Nadie recordaba un debate tan vivo en aquella tertulia de los jueves por la tarde, donde se reunían filósofos, escritores, picapleitos y algún clérigo ocioso, libre aquella tarde de señoras que confesar. Los había de todo linaje y pelaje: caballeros de apellido compuesto, otros que unían los suyos con un sonoro “de”, y no pocos de aquellos apellidos vascos, largos y severos, que parecían exigir por sí solos respeto y silencio. Entre tanta prosapia, también se sentaban, sin que desmerecieran por ello, algún Pérez o algún Fernández.
Cada jueves aparecía sobre la mesa un sobre cerrado. Dentro, una pregunta lo bastante seria como para que aquellos hombres se entregaran durante horas al placer de disentir antes de aproximarse, lentamente, a una conclusión común. Pero aquella tarde el consenso parecía imposible.

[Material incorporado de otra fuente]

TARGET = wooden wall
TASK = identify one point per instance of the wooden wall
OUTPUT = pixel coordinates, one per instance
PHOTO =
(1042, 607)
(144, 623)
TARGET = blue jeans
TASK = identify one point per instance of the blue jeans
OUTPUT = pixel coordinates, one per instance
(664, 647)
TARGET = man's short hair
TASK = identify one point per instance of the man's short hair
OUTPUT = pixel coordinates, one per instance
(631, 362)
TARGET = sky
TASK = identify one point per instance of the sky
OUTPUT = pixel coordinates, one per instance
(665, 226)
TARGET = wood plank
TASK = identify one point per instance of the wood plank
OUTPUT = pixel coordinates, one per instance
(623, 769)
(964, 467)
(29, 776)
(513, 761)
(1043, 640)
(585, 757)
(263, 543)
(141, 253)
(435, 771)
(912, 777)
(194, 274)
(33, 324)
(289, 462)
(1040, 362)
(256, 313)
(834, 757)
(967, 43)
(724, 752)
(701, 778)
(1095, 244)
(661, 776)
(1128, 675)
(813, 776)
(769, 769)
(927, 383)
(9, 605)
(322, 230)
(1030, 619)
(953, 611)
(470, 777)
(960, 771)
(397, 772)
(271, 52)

Cansados al fin, y ya más atentos a la cena que a la filosofía, los tertulianos comenzaron a abandonar el salón. Quedaron en el aire el humo del tabaco, el calor fatigado de la discusión y, sobre la mesa, el desorden de la inteligencia vencida, en forma de tazas de café y vasos de licor.
Cuando solo quedaban cuatro, convinieron en que la cuestión no admitía respuesta clara. Se despidieron con gravedad, recogieron sus sombreros y fueron saliendo uno tras otro. Sobre la mesa quedó el papel con la pregunta, todavía visible en la penumbra: “¿Quién debería apagar la luz?”
Luego salió el último.
Y apagó la luz.
Reflexiones sobre mi relato
Cuando vi la consigna pensé que casi cualquier historia ambientada en un espacio cerrado podía terminar con esa frase. Precisamente por eso quise complicármelo un poco más: no me interesaba usarla solo como remate, sino hacer que esa idea estuviera latiendo en el centro del relato desde el principio.
La solución fue desplazar el foco. En vez de construir una historia que simplemente acabara con la luz apagándose, imaginé un grupo de hombres muy serios discutiendo con total solemnidad quién debía ocuparse de algo tan doméstico. Ahí apareció el tono del texto: una mezcla de ironía, observación social y gusto por la pompa verbal aplicada a una nimiedad.
Me apetecía además dar al relato un aire ligeramente decimonónico, de salón, humo, licor y apellidos sonoros. Esa gravedad afectada, ese placer por la discusión inútil y ese pequeño ridículo de las clases ilustradas me llevaron, al menos de lejos, hacia una resonancia que me recuerda a Larra.
Lo que más me interesaba técnicamente era que el final no pareciera una ocurrencia, sino una consecuencia. Que al llegar a la última línea el lector sintiera primero la sonrisa y después el ajuste perfecto del mecanismo: toda la escena había estado avanzando, en realidad, hacia esa pregunta mínima y absurda.